Other Cloudy Considerations

A highly skilled developer can also squeeze greater efficiencies out of the cloud environment when customizing the app, saving the company time and other resources.

For instance, Brian Goodman, IBM manager of cloud engineering and experience, suggested focusing on those parts of the applications that are long-running or resource-intensive. “These are great candidates for distributed computing design patterns,” he told CRM Buyer. “One of the uses of an elastic cloud is to leverage its massive distributed resources to solve many smaller problems and then assemble the pieces to form a solution.”

Applications tend to suffer from logic congestion, wherein one element is doing the work of many, Goodman continued. “The trip down componentization lane is all about simplifying without losing power.

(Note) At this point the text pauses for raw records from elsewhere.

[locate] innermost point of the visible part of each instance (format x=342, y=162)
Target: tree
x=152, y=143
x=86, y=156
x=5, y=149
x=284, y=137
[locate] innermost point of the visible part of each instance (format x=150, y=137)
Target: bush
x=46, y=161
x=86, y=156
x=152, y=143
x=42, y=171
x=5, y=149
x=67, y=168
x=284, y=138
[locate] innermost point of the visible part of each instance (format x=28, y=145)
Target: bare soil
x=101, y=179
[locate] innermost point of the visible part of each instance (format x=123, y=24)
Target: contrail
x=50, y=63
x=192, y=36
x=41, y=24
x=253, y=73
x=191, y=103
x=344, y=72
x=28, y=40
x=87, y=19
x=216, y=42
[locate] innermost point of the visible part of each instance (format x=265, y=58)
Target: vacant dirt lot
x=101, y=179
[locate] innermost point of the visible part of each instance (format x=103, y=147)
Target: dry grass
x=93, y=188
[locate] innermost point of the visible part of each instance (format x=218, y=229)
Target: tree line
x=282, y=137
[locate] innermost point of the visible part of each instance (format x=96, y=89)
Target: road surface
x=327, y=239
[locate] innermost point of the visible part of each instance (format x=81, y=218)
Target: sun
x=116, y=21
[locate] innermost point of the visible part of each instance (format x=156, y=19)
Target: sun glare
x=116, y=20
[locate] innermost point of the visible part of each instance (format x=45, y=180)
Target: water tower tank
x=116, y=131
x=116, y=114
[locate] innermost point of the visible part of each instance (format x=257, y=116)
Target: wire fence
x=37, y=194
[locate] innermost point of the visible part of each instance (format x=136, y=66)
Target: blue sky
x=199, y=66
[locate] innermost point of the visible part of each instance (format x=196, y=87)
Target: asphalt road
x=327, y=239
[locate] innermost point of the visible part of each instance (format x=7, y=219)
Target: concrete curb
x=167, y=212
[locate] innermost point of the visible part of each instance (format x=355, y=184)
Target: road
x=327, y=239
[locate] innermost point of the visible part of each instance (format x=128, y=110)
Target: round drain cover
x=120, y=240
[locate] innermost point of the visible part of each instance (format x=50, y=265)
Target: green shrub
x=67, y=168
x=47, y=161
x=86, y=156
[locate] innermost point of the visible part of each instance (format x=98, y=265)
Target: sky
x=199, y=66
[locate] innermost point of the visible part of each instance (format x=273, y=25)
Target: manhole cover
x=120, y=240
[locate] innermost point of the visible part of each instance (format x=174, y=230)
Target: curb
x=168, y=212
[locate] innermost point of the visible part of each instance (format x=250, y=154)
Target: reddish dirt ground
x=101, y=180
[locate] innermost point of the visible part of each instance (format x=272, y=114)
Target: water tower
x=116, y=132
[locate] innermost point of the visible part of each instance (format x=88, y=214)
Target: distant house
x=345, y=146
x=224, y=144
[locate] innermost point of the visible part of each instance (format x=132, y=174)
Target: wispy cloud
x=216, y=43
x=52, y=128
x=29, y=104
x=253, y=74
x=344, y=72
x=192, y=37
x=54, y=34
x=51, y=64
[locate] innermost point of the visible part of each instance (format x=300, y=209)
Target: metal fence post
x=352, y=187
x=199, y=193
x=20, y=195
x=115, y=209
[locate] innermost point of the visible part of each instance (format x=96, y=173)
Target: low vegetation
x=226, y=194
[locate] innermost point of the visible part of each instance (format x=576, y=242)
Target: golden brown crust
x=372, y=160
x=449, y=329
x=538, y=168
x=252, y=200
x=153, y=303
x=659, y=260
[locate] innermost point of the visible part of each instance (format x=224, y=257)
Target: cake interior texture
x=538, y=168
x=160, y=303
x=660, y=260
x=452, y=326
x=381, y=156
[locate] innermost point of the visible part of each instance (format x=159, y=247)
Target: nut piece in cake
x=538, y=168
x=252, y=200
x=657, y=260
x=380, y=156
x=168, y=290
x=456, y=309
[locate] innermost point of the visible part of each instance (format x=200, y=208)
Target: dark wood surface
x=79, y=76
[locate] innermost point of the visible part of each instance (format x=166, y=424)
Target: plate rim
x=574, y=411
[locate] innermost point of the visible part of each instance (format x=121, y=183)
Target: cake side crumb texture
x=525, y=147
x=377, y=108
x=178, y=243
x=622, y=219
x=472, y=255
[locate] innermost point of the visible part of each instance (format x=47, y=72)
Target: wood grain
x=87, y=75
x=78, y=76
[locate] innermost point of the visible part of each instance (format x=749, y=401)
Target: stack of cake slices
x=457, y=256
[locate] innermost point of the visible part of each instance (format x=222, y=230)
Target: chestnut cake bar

Consider your application and start breaking it up into pieces that could live as parts, but currently, for whatever good reason, do not.

“Also, if your application isn’t service oriented, cloud is the reason to take the leap.” This ties into componentization, he said: enabling the company to standardize service interfaces while ensuring flexibility and reuse. “If you are still building monolithic stacks, there is a lot of opportunity in this space. Don’t just consider service endpoints, but also consider the use of widgets — services that are delivered with an end user interface — as services.”

Services don’t necessarily imply componentization, but if you can conceive of them, then you also have opportunities to scale parts of the application independently, he said. “This is very important, because we often just make clones of our applications and run it over and over, distributing loads across many instances. But the truth is that different pieces could scale at different rates, allowing you to economize and drive efficiencies into the system.”